Begin with the stormy 24 days of Michael Flynn’s tenure as national security adviser, the most influential post in government not subject to Senate confirmation. Five months later, it remains jaw-dropping that Flynn lied to the vice president, did not fully reveal his foreign lobbying ties during the Trump campaign and stayed on in his job even after the White House was warned that he was vulnerable to Russian blackmail.

Equally self-destructive was Trump’s initial executive order banning people from seven overwhelmingly Muslim nations. Incompetently drafted and cruelly enforced at international airports, the attempted Muslim ban did more to galvanize united Democratic opposition to the Trump presidency than any other early act.

The recent action by the Supreme Court to temporarily reinstate parts of the watered-down revised executive order does little to vindicate Trump’s initial attempt at decisiveness. The imagery of relatives with valid visas being turned back at airports is an indelible part of the Trump legacy.

But nothing — not even entrusting Flynn with national secrets — tops the foolhardy decision to fire FBI Director James Comey. Even the inevitable sycophantic memoirs of the Trump presidency (such as Sean Spicer’s eagerly anticipated “I Don’t Even Look Like Melissa McCarthy”) will have a hard time identifying the strategic genius embedded in this self-inflicted crisis.

Even bitter critics initially assumed that Trump’s deal-making skills might help him advance his legislative agenda on Capitol Hill. But in the modern annals of the White House (including the Bill and Hillary Clinton 1994 health care debacle), nothing can top Trump’s uncanny ability to sabotage GOP efforts to repeal and replace Obamacare.

Begin with Trump’s bizarre decision to hold a mock White House signing ceremony after the House passed its Grinch-like health care bill. Then Trump betrayed every Republican who cast a tough vote out of party loyalty by calling the House bill “mean.” And just last week, as Mitch McConnell was scrambling to salvage a Senate bill, Trump helpfully tweeted that Congress should change strategy to repeal first and then replace at some mythical future date.
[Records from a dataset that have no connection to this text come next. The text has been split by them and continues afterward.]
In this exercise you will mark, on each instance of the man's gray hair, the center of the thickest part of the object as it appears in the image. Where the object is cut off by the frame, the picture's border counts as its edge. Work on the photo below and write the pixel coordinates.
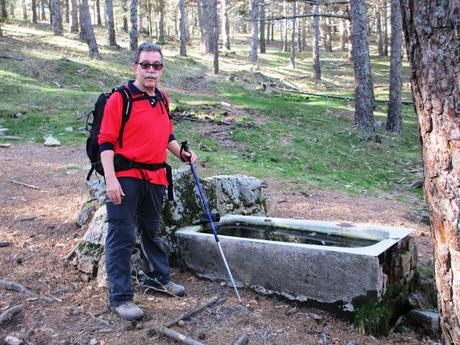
(148, 47)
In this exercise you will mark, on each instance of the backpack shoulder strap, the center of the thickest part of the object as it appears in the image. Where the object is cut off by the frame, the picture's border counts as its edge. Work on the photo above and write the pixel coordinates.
(126, 111)
(160, 95)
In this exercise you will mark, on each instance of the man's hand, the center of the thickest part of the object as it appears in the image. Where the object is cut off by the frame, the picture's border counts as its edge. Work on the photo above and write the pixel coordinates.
(189, 157)
(113, 190)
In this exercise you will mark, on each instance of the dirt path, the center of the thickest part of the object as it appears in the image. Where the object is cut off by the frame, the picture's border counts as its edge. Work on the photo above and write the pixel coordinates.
(40, 225)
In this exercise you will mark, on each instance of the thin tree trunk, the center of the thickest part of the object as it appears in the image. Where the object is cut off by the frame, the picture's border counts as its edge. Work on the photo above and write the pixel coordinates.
(67, 11)
(285, 27)
(225, 24)
(124, 8)
(133, 35)
(255, 29)
(385, 27)
(262, 27)
(215, 35)
(378, 15)
(394, 117)
(57, 19)
(34, 12)
(315, 45)
(182, 37)
(364, 91)
(294, 14)
(110, 23)
(42, 6)
(23, 10)
(87, 32)
(432, 41)
(73, 25)
(161, 24)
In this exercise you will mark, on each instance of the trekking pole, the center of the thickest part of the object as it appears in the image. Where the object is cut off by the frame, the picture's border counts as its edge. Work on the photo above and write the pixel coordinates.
(184, 147)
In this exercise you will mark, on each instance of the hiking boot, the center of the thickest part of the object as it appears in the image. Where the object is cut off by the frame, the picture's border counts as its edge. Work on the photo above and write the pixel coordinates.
(128, 311)
(174, 288)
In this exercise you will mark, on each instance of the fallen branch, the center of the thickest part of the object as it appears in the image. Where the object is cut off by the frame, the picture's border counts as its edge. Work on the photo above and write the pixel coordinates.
(24, 184)
(10, 313)
(181, 338)
(243, 340)
(9, 285)
(192, 311)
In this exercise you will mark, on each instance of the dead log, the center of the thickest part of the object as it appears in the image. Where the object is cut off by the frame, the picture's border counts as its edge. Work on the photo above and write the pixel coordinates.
(181, 338)
(192, 311)
(9, 285)
(10, 313)
(243, 340)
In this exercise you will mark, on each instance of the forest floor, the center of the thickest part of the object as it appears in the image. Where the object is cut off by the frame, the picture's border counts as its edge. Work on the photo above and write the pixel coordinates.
(38, 223)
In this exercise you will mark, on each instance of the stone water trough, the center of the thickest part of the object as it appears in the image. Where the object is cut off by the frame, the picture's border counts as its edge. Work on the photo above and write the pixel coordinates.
(303, 260)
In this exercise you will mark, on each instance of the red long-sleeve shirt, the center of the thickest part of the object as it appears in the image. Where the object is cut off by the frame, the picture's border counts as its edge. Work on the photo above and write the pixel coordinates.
(145, 137)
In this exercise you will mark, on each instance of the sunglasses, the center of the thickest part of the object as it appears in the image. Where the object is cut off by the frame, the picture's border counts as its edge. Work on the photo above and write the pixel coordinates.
(146, 65)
Another aspect of the Trump presidency that seems baffling after nearly six months in office is the lack of apparent White House interest in rehabilitating America’s crumbling infrastructure. Unleashing Trump the Builder would seem to have been the logical extension of all those red “Make America Great Again” baseball caps.

Wins and losses

Part of the problem for Trump is that large aspects of the Republican Party have no interest in a massive spending program — even if Americans were forced to commute to work by crossing rivers in birch-bark canoes. Similar GOP ideological divisions explain the lack of any projected Trump legislation on such hot-button issues as immigration and trade.
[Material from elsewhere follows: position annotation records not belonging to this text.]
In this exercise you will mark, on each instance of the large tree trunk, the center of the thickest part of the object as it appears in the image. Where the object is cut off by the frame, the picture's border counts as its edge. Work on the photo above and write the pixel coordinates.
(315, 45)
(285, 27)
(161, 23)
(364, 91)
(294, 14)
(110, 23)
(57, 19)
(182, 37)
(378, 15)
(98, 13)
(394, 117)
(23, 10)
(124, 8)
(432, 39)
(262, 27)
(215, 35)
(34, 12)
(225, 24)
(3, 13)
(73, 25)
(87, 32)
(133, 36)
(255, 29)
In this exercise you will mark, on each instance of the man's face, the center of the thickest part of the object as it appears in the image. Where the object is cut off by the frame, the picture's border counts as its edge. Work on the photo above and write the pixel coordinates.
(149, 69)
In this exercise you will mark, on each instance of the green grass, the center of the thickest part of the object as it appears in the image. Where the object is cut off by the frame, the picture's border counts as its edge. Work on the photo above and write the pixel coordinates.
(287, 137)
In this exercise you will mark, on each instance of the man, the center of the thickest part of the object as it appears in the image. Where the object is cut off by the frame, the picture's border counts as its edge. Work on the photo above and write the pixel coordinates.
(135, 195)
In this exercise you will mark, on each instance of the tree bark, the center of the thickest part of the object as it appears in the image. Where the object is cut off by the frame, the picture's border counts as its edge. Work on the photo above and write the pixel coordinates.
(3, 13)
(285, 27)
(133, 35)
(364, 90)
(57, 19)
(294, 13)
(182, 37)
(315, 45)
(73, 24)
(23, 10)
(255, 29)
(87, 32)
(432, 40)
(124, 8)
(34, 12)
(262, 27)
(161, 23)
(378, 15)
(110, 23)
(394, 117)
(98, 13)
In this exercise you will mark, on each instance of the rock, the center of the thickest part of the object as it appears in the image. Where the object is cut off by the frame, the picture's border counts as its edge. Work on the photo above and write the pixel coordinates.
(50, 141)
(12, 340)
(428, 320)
Neil Gorsuch aside, Trump’s biggest policy successes have come in areas such as withdrawing from the Paris climate agreement where Obama had ruled by executive action. At the EPA, Scott Pruitt is demonstrating that enacting environmental policy through administrative rules can prove as perishable as writing on the sand as high tide approaches.

Trump’s guttersnipe attacks on the press should not have surprised anyone who watched him mock a disabled New York Times reporter on the campaign trail.

But there is a sense of relief that Trump is going after Joe Scarborough and Mike Brzezinski on Twitter rather than, say, Angela Merkel. It is easy to imagine a Trump tweet threatening the German chancellor: “Hey, Angela, remember I have nuclear weapons and you don’t. You better hope I don’t have tapes of our conversations. Beware.”

America has been lucky so far (knock wood) that the world has not presented Trump with an unexpected international crisis. North Korea’s nuclear posturing represents a serious and knotty problem, but it is one that has been festering for years.

Nothing about Trump so far should give anyone — Democrat or Republican — confidence that the president will provide calm, statesmanlike leadership when confronted with a sudden threat.

The hotel that I staying in as I write these words (Le Manoir Richelieu) will be the site of next year’s G-7 Summit. All I can say, as I walk the corridors of a hotel that will soon house world leaders, is that it is impossible to detect any signs of the world’s sudden new respect for Donald Trump’s America.